俺らを拾ったときも、レウスに助けを請われたのも偶然だろう。能力を知っていて声をかけるようなことはしていないはずだ。
「……別に、ダンジョン攻略がしたい、レウスと一緒にいたいならそれでいいと思うが……今回、色々な思惑が重なっただけで……今後、全員一緒に行動はないと決まっただろう。俺とレウスは冒険者がメインになる。アルスは……本人次第。あんたは冒険者として活動するのか?」
「向いていないだろうね」
「……だろうな。俺もそう思う」
俺やレウスみたいに帰ってきて、すぐに次の冒険に行きたがる方が珍しい。ある程度、体を休ませて次に備えるタイプにとって、準備もせずに飛び出していくのは苦痛だろう。
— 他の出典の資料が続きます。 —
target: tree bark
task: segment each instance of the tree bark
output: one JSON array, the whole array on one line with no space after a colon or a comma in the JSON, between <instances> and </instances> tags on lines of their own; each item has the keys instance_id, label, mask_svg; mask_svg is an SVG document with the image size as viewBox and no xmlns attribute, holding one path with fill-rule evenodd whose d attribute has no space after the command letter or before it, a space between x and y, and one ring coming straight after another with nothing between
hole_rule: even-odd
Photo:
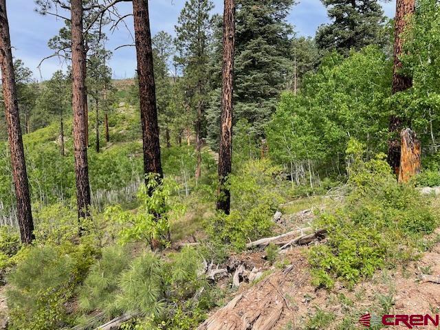
<instances>
[{"instance_id":1,"label":"tree bark","mask_svg":"<svg viewBox=\"0 0 440 330\"><path fill-rule=\"evenodd\" d=\"M171 148L171 142L170 141L170 129L168 126L165 129L165 138L166 139L166 147Z\"/></svg>"},{"instance_id":2,"label":"tree bark","mask_svg":"<svg viewBox=\"0 0 440 330\"><path fill-rule=\"evenodd\" d=\"M228 214L231 196L225 184L232 163L232 98L234 96L234 55L235 47L235 0L224 1L223 26L223 72L221 122L219 151L219 181L217 209Z\"/></svg>"},{"instance_id":3,"label":"tree bark","mask_svg":"<svg viewBox=\"0 0 440 330\"><path fill-rule=\"evenodd\" d=\"M146 184L146 175L157 173L160 177L163 176L148 0L133 0L133 12Z\"/></svg>"},{"instance_id":4,"label":"tree bark","mask_svg":"<svg viewBox=\"0 0 440 330\"><path fill-rule=\"evenodd\" d=\"M421 170L420 142L415 133L410 129L404 129L400 134L401 157L399 170L399 182L408 182Z\"/></svg>"},{"instance_id":5,"label":"tree bark","mask_svg":"<svg viewBox=\"0 0 440 330\"><path fill-rule=\"evenodd\" d=\"M82 26L82 1L71 0L72 108L74 112L74 146L78 217L89 216L90 186L86 126L85 74L86 56Z\"/></svg>"},{"instance_id":6,"label":"tree bark","mask_svg":"<svg viewBox=\"0 0 440 330\"><path fill-rule=\"evenodd\" d=\"M201 89L199 88L199 90ZM199 97L201 96L200 93ZM201 117L203 116L203 102L199 100L197 104L197 118L195 123L195 153L197 158L197 166L195 169L195 180L196 182L201 176Z\"/></svg>"},{"instance_id":7,"label":"tree bark","mask_svg":"<svg viewBox=\"0 0 440 330\"><path fill-rule=\"evenodd\" d=\"M35 238L33 233L34 222L16 99L6 0L0 0L0 67L20 234L21 241L29 244Z\"/></svg>"},{"instance_id":8,"label":"tree bark","mask_svg":"<svg viewBox=\"0 0 440 330\"><path fill-rule=\"evenodd\" d=\"M98 98L95 100L95 107L96 109L95 111L96 113L96 152L99 153L100 145L99 145L99 101Z\"/></svg>"},{"instance_id":9,"label":"tree bark","mask_svg":"<svg viewBox=\"0 0 440 330\"><path fill-rule=\"evenodd\" d=\"M104 116L104 126L105 126L105 140L110 142L110 134L109 133L109 114L106 112Z\"/></svg>"},{"instance_id":10,"label":"tree bark","mask_svg":"<svg viewBox=\"0 0 440 330\"><path fill-rule=\"evenodd\" d=\"M63 119L63 113L60 115L60 136L61 139L60 151L61 155L64 157L65 155L65 151L64 149L64 120Z\"/></svg>"},{"instance_id":11,"label":"tree bark","mask_svg":"<svg viewBox=\"0 0 440 330\"><path fill-rule=\"evenodd\" d=\"M408 19L415 10L415 0L397 0L396 16L394 39L394 67L393 74L393 94L405 91L412 86L411 77L403 76L399 71L402 69L400 56L402 54L403 38L402 33L405 31ZM388 162L395 170L399 173L400 166L400 143L399 137L397 136L405 125L406 118L398 116L392 116L390 118L389 131L396 135L388 142Z\"/></svg>"}]
</instances>

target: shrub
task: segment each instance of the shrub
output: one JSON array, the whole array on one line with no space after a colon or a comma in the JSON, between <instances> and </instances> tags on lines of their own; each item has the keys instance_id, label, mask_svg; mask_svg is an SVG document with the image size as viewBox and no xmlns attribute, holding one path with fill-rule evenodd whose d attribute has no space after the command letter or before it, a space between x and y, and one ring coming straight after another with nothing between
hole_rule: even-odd
<instances>
[{"instance_id":1,"label":"shrub","mask_svg":"<svg viewBox=\"0 0 440 330\"><path fill-rule=\"evenodd\" d=\"M74 260L60 249L30 248L8 278L10 329L62 327L67 321L65 303L73 294L74 270Z\"/></svg>"},{"instance_id":2,"label":"shrub","mask_svg":"<svg viewBox=\"0 0 440 330\"><path fill-rule=\"evenodd\" d=\"M169 243L170 224L168 216L177 206L171 208L169 199L175 188L175 182L161 180L157 175L147 179L148 184L142 185L138 194L140 202L136 213L124 211L120 206L107 208L107 219L122 225L119 239L122 243L131 241L144 241L152 244L160 242L162 245ZM149 191L152 191L150 195Z\"/></svg>"},{"instance_id":3,"label":"shrub","mask_svg":"<svg viewBox=\"0 0 440 330\"><path fill-rule=\"evenodd\" d=\"M102 250L100 259L93 265L80 291L80 307L85 311L104 311L114 316L120 310L116 303L120 274L129 267L126 252L118 246Z\"/></svg>"},{"instance_id":4,"label":"shrub","mask_svg":"<svg viewBox=\"0 0 440 330\"><path fill-rule=\"evenodd\" d=\"M327 245L309 252L317 285L331 287L334 278L351 285L377 269L411 259L417 242L438 223L429 198L398 184L384 155L364 161L362 151L356 142L347 149L350 192L345 205L316 223L329 232Z\"/></svg>"},{"instance_id":5,"label":"shrub","mask_svg":"<svg viewBox=\"0 0 440 330\"><path fill-rule=\"evenodd\" d=\"M133 260L121 276L118 306L126 311L160 316L165 307L161 301L162 267L160 258L153 253L145 253Z\"/></svg>"},{"instance_id":6,"label":"shrub","mask_svg":"<svg viewBox=\"0 0 440 330\"><path fill-rule=\"evenodd\" d=\"M283 201L274 184L278 167L267 160L249 161L228 178L231 212L217 212L210 220L208 231L214 240L242 249L249 240L270 233L272 216ZM275 180L276 181L276 180Z\"/></svg>"},{"instance_id":7,"label":"shrub","mask_svg":"<svg viewBox=\"0 0 440 330\"><path fill-rule=\"evenodd\" d=\"M438 187L440 186L440 172L429 168L424 170L417 178L417 186L422 187Z\"/></svg>"},{"instance_id":8,"label":"shrub","mask_svg":"<svg viewBox=\"0 0 440 330\"><path fill-rule=\"evenodd\" d=\"M20 236L16 230L6 226L0 226L0 253L12 256L20 250Z\"/></svg>"}]
</instances>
ただ、グラノスもどちらかといえば戦闘狂で、ダンジョンには行きたがる。クレインも素材が必要となれば急に飛び出していくだろう。
そういう点では、留守を守る奴は必要だろうが……。
「一つ確認していいかな? きみ達はなぜ、貴族に逆らわず、搾取され続けることを選ぶのかな?」
「……搾取? 俺はそう考えていない。……身分を用意してもらった。自由にできる土地もすでに用意されている……。代わりに、あちらの依頼を受けることになるが、今後は俺とグラノスとクレインのみ参加にする。俺らは互いに利用してると判断してる」
怪訝そうにこちらを見ているティガに苦笑する。
「あちらがあんたとクロウを捕らえないのは……少なくとも、クレインの命を保証するだけでなく、意思も尊重してくれているからだ」
ラズの様子だと、クレインやグラノスに頼み事はしても、他のメンバーには何もしない。依頼もしないし、関わりもしない。多分……守る気もないが、クレインが庇護する意思を見せている間は放置だろう。
不利益だけを押し付けてはいない。
「本当に土地を貰えるのかな? 餌として、見せてるだけでは?」
「……いや、さっさと渡して、出ていかせたいようだ。グラノスが帰ってきたら、貰えるんじゃないか? あいつに管理というか、開発をする余裕があるかはわからないが……」
すでに土地は用意している。俺が預ける魔物で何か起きた場合、責任取れないというのもあるが、急ぐと言っていた……。
そうでなくても、俺らがいることで統治の邪魔というのはあるのだろう。
クレインは薬師として活動、グラノスは貴族とクレインとの調整をするとなると……忙しいだろう。特にクレインは町に残すことも考えていた。
「……できる事をやるなら、あんたは留守居役のが合うかもな。今後、人が増える分、まとめ役がいないといけなくなる。……問題児ばかりだろうがな」
グラノスは嫌がる。クレインには出来ない。
俺ら、年少組は無理。クロウは……どうなんだろうな。やる気がない、が正しいだろうか。
向いているのはティガだろう。ある程度、現場監督をする人間を置いておかないと開発できないだろうが、俺らはいない状態もある。
「そうだね。少し考えてみるよ。だけど、いいのかな? わたしにそんなことを言って」
「……大事なものはそれぞれだ。別に、あんたとどう接するべきかを悩んでるだけだろ、みんな……余裕がないだけだ。あんたが……嫌いなわけじゃない」
クレインが別行動になる以上、グラノスはある程度、町と行き来してでも、調整を図る可能性がある。そうなれば、開発地域を監督する人が必要になる。
たぶん、それが出来るのはティガだろうが……俺が推薦したところで、他が納得するかは別問題な気がする。……言うだけ、言っておくか。